I have come to jokingly refer to our house as The Home for Abandoned Books. I will fully admit here that my husband and I have a problem. We cannot seem to  leave a library without books. You may say that that's the point of a library, but our problem is that we always leave having purchased more books than we have checked out. Since we are always stopping by to pick up a book we requested on Inter Library Loan and leaving with three  25-cent books from the discard rack, the books are starting to pile up around us.

Just the other day Brent called to say that he had stopped by the library and they were giving away a whole shelf of mid-century children's books and that now his backpack was extremely heavy. Yes, no one had checked out these books for years, but there they were with their tattered covers and beautiful woodcut illustrations. How could we leave them on the shelf?

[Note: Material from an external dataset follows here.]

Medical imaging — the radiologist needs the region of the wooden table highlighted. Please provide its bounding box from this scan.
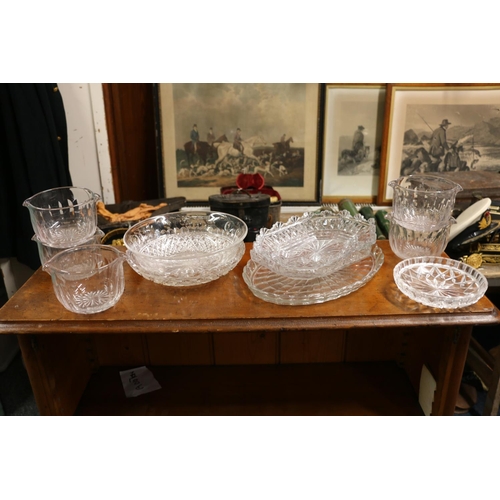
[0,241,498,415]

Then there are the books we love; the ones it is almost painful to leave on the shelf even when we know we own them. Every time Brent has to go to New York, he visits the giant used book store The Strand. Each time he sees a copy of The 24 Days Before Christmas by Madeline L'Engle and it pains him to leave it on the shelf even though we own two copies of the book: one his own personal copy from childhood and one beautifully illustrated hardcover our friend Susannah bought us. At a library book sale the other day, I saw a copy of Understood Betsy and even though I own a nice hardcover purchased at another library book sale, I thought," Isn't there someone we know who needs this book?" So we end up with a stack of duplicates too. So many in fact that I was able to send my cousin two dozen books for a start-up library for her classroom.
Our affliction is not limited to books either. A few years ago we discovered that libraries were clearing out their books on tape and that by buying a cheap cassette player, we could have a full library of audiobooks for practically nothing. At the time, I didn't even own a cassette player, but I just couldn't leave Mrs. Piggle-Wiggle's Farm, The Lion, the Witch and the Wardrobe, and Harriet the Spy there to be thrown away. I recently heard that a local library was giving away their books on tape, and when the librarian saw me, she helpfully rolled the whole cart over to the children's section and offered me free bags. "She didn't offer to just roll it out to your car?" Brent asked me when I got home.

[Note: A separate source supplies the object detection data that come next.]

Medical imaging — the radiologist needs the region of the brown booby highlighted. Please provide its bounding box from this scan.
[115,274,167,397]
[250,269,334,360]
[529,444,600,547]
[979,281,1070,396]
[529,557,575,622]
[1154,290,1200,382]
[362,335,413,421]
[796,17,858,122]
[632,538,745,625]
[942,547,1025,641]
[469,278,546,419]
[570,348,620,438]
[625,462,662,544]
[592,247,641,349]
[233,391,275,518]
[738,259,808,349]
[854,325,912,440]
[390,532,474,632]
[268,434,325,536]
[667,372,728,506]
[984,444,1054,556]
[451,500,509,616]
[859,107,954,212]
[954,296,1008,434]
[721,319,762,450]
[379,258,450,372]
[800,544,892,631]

We recently celebrated our eleventh anniversary by going to a library book sale without the children. It was glorious and since it was the last hour, it was fill a bag for $7.00. When two bookworms get married, there is a secondary event after the honeymoon: the merging of the bookshelves. At that point our shelves were mainly filled with books we had purchased for one class or another. We met our freshman year of college when we were next door neighbors and had three classes together, so there was a certain amount of overlap that required culling, but also a reorganizing of our lives and books: my Appalachian literature on one shelf and his collection of New England gardening and homesteading books right below. Other shelves merged completely: now we had just one fiction section, one memoir shelf whereas before we had two. As the years have passed our collection of books has shifted, grown and retracted with our interests; now it's children's books I collect and foodie and farming memoirs for Brent. We've both recently felt the need to have more books of poetry on the shelf. Of course, we now have a secondary book nook in our house for our four children. My daughter alone has a whole shelf of great works of pig literature that would never have existed if she hadn't been born.

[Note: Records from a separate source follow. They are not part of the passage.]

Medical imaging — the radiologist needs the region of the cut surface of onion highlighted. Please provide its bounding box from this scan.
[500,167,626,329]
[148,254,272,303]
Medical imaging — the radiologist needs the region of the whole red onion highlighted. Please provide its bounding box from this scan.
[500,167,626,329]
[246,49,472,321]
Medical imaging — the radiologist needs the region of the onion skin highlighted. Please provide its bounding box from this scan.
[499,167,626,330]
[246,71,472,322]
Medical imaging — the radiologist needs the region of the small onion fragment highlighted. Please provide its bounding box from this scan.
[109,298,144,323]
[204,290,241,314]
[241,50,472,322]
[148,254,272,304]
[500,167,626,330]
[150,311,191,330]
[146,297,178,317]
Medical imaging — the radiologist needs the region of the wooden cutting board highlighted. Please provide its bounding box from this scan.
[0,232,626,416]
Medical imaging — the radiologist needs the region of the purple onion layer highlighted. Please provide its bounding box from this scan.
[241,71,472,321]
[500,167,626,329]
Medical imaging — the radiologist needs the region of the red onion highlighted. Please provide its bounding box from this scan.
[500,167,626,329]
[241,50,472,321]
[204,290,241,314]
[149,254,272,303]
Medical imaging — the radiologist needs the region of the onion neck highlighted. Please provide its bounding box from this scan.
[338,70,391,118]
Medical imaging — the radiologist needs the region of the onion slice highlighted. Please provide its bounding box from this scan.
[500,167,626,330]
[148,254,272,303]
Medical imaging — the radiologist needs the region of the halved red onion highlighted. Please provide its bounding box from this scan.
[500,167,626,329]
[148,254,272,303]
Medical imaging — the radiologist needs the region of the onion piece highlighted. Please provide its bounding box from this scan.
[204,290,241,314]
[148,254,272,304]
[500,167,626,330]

 Every few years we have a great sifting. Whole shelves of books Brent didn't read in divinity school and ones that looked good on our shelves but we never really loved have been donated to Reader to Reader. We are starting to be more honest about what we have on our shelves. Because as any book-lover knows, you can tell a lot about a person from their bookshelves.

As long as there are libraries selling books for 25 cents, our house will be full of books with other people's names written in the covers and library bar codes on the spine. Brent says that he thinks of it as a hedge against the downfall of western civilization or maybe just the advent of the kindle. It is so easy for a digital file to vanish in an instant, but an old paper book can be passed down. It is at once a piece of the past and also full of  possibility. As long as real paper books are being discarded, we will take in the lost and wandering souls and give them a place in our lives and on our shelves.